HTTP Retriever - problem with some URLs?

kilian.thiel · July 21, 2015, 11:17am

Hi,

I have one URL for which the HTTP Retriever does not download the correct content. When accessing the URL in a browser the result is different than the HTTP Retriever result. The URL is rss feed:

https://idw-online.de/de/pressreleasesrss?country_ids=35&country_ids=36&country_ids=46&country_ids=188&country_ids=65&country_ids=66&country_ids=68&country_ids=95&country_ids=97&country_ids=121&country_ids=126&country_ids=146&country_ids=147&country_ids=180&category_ids=10&category_ids=7&field_ids=100&field_ids=101&field_ids=401&field_ids=603&field_ids=600&field_ids=400&field_ids=606&field_ids=204&field_ids=102&field_ids=306&langs=de_DE&langs=en_US

In the browser the rss content is shown. When using the HTTP Retriever node followed by the Feed Parser rss content can not be extracted. Attached is a workflow that shows the problem. Any ideas?

Cheers, Kilian

rssfeedurl-testing.zip

qqilihq · July 21, 2015, 12:20pm

Hi Kilian,

I checked your workflow, however the issue does not seem to be the HTTP Retriever, but the Feed Parser, which parses the feed's meta information, but not its items. The problem seems to be specific to the KNIME nodes, as the same feed can be parsed correctly when I'm running directly from code using the Palladian lib.

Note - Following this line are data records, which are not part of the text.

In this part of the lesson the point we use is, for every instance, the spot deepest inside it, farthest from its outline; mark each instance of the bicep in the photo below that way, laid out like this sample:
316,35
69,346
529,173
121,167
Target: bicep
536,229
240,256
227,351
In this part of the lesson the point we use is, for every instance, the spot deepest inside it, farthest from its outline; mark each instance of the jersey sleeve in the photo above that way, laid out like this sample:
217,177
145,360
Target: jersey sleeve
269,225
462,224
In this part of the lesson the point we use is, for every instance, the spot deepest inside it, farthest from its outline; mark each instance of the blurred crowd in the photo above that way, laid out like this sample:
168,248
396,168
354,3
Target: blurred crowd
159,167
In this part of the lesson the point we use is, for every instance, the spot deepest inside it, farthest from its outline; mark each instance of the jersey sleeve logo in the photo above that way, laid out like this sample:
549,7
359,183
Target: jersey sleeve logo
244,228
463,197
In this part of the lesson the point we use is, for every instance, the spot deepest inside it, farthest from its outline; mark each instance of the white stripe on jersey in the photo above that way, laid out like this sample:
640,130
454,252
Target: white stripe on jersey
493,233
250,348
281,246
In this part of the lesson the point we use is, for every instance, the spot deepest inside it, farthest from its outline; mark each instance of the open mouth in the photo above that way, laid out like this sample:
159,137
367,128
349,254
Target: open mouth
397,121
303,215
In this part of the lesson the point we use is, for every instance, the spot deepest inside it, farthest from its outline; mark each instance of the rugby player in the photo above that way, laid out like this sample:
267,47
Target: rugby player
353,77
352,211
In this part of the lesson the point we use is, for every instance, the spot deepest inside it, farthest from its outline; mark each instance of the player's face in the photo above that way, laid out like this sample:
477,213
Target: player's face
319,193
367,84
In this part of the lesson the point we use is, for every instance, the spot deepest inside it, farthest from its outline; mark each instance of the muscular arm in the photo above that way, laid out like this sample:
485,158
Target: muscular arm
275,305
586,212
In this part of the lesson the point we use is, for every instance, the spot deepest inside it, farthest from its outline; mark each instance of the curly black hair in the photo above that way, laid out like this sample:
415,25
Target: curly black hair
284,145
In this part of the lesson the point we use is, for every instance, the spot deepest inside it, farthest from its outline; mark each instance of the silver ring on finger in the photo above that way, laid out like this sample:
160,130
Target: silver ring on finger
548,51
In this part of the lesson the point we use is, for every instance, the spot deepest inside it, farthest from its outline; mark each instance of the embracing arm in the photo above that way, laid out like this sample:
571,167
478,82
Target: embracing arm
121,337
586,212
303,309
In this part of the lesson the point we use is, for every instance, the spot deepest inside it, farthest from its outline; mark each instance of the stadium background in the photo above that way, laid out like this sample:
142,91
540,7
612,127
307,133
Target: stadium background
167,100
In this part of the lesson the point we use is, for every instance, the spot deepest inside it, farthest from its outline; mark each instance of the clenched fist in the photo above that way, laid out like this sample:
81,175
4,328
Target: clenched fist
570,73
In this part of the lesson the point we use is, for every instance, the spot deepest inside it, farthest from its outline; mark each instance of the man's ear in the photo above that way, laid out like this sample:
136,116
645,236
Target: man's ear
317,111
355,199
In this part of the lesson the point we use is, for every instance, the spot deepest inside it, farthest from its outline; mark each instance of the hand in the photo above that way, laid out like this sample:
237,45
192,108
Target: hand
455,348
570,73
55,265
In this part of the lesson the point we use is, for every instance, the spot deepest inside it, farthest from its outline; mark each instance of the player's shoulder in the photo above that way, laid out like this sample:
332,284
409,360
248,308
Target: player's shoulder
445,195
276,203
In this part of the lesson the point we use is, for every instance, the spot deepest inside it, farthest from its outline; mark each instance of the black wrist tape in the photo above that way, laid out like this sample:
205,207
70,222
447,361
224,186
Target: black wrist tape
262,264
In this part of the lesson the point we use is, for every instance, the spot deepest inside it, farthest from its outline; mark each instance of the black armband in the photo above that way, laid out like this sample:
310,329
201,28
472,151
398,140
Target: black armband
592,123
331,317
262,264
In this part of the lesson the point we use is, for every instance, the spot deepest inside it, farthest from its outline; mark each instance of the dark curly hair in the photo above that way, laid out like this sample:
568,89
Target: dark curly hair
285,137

I will investigate this further when I have some spare time and get back to you.

[edit] Are there any further feeds, where you encountered the problem?

Best,
Philipp

kilian.thiel · July 21, 2015, 1:12pm

Hi Philipp,

thank you for your answer. When I try a shorter URL it seems to work.

https://idw-online.de/de/pressreleasesrss?country_ids=35&country_ids=36&field_ids=306

However, I assume the problem is the HTTP Retriever, at least for the long URL. When I am trying the long URL the result of the HTTP Retriever is not a valid rss feed result. It is xml but contains no news items. I believe that for some URLs (mabe very long URLs?) the HTTP Retriever has problems.

Cheers, Kilian

qqilihq · July 21, 2015, 2:49pm

Hi Kilian,

thanks for getting back, I'll have a look.

Philipp

qqilihq · July 22, 2015, 10:09am

Hi Kilian,

thanks for spotting that issue, this was indeed a regression introduced recently in the HTTP-specific Palladian code, which did not parse URLs with query parameters having the same names correctly. That problem is now fixed in that latest build.

Best,
Philipp

kilian.thiel · July 22, 2015, 3:01pm

Hi Philipp,

thank you for fixing it.

Cheers, Kilian

system · April 21, 2023, 9:40pm

This topic was automatically closed 90 days after the last reply. New replies are no longer allowed.